The Attempt at a Solution

d/dx sin $$\pi$$x = $$\pi$$ cos $$\pi$$x
($$\pi$$ cos$$\pi$$x)^2 = $$\pi$$^2 cos^2$$\pi$$x

$$\int sin pi * x * 2 * pi * \sqrt{1 + pi^2 * cos^2 (pi*x)}$$
u = pi cos (pi * x)
du = -pi^2 * sin (pi * x) dx

-1/2pi$$\int \sqrt{1 + u^2}$$
u = tan $$\alpha$$
du = sec^2 $$\alpha$$

We get the integral of sec^3,

This doesn't seem to be right, and if it is, the limits of integration don't work out . . .

 

[tiny-tim]

Welcome to PF!

Welcome to PF!

(have a pi: π )

(and in tex, it's \pi)

y = sin $$\pi$$x Using arc length and surface revoultion on x-axis 0 <= x <= 1

… what is the actual question?

 

[kevtimc]

Sorry, I'm just getting used to all the quirks of latex.

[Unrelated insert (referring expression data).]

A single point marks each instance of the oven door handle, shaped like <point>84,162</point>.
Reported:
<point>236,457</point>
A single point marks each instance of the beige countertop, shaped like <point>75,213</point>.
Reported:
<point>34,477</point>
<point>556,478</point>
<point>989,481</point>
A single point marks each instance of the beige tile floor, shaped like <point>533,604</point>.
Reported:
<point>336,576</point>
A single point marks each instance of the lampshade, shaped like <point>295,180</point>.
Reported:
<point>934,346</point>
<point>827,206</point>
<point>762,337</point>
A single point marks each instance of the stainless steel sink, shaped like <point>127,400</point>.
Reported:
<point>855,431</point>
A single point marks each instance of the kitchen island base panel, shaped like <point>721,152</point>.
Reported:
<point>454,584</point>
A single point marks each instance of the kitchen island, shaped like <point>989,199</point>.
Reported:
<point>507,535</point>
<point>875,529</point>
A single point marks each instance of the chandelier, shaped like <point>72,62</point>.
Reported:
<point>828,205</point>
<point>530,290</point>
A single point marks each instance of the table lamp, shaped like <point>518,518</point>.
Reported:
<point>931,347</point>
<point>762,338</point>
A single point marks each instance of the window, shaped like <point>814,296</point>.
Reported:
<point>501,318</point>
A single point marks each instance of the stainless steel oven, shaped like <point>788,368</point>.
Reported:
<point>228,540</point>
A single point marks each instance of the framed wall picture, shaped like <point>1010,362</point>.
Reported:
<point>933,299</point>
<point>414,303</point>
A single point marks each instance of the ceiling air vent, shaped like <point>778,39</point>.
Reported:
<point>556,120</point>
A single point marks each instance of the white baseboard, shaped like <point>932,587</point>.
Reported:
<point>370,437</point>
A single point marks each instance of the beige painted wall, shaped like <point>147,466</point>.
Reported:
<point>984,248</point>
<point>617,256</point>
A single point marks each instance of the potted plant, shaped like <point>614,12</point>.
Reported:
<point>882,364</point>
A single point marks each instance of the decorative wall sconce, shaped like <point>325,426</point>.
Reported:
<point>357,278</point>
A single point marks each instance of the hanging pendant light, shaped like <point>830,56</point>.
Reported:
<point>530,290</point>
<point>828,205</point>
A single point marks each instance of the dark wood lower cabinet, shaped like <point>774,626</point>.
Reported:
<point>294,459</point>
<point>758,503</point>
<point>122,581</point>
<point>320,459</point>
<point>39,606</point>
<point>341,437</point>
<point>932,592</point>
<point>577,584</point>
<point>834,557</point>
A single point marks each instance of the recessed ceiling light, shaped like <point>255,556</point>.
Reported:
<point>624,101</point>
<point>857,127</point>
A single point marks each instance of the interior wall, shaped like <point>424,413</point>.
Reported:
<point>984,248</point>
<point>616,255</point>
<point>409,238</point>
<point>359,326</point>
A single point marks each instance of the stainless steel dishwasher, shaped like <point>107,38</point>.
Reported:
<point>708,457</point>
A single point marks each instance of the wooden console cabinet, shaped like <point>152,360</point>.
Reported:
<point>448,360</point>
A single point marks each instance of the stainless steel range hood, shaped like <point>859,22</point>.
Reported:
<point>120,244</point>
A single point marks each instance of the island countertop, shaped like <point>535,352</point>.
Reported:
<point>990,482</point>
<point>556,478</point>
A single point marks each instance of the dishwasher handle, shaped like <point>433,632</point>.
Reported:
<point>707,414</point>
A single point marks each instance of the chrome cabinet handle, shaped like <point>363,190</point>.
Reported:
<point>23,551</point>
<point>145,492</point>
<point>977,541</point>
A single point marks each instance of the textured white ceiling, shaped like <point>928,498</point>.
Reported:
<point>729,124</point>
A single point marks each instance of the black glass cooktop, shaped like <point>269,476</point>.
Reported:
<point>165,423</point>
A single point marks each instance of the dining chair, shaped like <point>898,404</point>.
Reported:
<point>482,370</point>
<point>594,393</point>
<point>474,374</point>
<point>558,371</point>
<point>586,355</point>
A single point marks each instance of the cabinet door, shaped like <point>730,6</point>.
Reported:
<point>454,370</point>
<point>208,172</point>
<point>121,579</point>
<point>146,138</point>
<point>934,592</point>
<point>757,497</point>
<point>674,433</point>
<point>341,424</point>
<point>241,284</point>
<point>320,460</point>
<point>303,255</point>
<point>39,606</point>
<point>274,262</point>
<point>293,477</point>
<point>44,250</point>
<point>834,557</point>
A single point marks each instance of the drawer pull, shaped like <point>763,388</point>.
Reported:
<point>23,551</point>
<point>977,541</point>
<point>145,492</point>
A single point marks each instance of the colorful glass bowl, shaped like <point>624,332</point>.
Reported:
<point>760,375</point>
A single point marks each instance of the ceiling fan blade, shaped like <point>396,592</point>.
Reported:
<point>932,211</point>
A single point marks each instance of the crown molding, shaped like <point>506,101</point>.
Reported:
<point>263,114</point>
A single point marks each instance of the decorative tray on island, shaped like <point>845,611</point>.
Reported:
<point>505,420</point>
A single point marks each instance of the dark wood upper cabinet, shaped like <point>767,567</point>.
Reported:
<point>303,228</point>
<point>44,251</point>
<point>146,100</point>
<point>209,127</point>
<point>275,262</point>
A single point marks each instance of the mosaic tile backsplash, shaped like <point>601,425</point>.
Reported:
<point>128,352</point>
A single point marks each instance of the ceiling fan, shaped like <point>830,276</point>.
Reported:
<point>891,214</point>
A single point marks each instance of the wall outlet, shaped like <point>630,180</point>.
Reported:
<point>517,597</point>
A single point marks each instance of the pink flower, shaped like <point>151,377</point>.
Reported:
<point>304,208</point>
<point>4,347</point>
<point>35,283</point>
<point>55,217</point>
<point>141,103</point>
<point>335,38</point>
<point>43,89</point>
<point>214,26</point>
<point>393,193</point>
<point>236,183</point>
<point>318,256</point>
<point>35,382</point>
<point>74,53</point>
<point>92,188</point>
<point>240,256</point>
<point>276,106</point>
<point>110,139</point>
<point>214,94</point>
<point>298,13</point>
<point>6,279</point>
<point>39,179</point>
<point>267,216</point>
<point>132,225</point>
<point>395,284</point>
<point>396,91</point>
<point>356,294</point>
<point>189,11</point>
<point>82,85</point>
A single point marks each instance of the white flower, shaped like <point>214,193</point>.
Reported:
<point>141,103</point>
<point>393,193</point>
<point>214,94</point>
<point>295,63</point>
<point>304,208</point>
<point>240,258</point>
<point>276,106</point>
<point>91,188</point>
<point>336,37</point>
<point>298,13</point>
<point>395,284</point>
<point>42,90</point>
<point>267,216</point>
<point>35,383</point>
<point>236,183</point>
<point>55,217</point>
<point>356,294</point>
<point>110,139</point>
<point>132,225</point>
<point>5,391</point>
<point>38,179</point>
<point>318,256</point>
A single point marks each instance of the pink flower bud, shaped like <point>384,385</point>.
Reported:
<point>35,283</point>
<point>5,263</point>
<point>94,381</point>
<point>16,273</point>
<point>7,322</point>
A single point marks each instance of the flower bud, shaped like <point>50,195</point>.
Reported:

The question is to find the length using surface area revoultion forumla of y = sin (pi * x) (rotated about the x-axis) from 0 - 1.

$$\int2\pi*sin(\pi*x) * \sqrt{1 + (sin(\pi*x)')^2}$$

I think sec^3 is actually correct. You have to reverse substitute using reverse trigonometric identites. $$u = tan \theta , sec \theta = \sqrt{1 + u^2}$$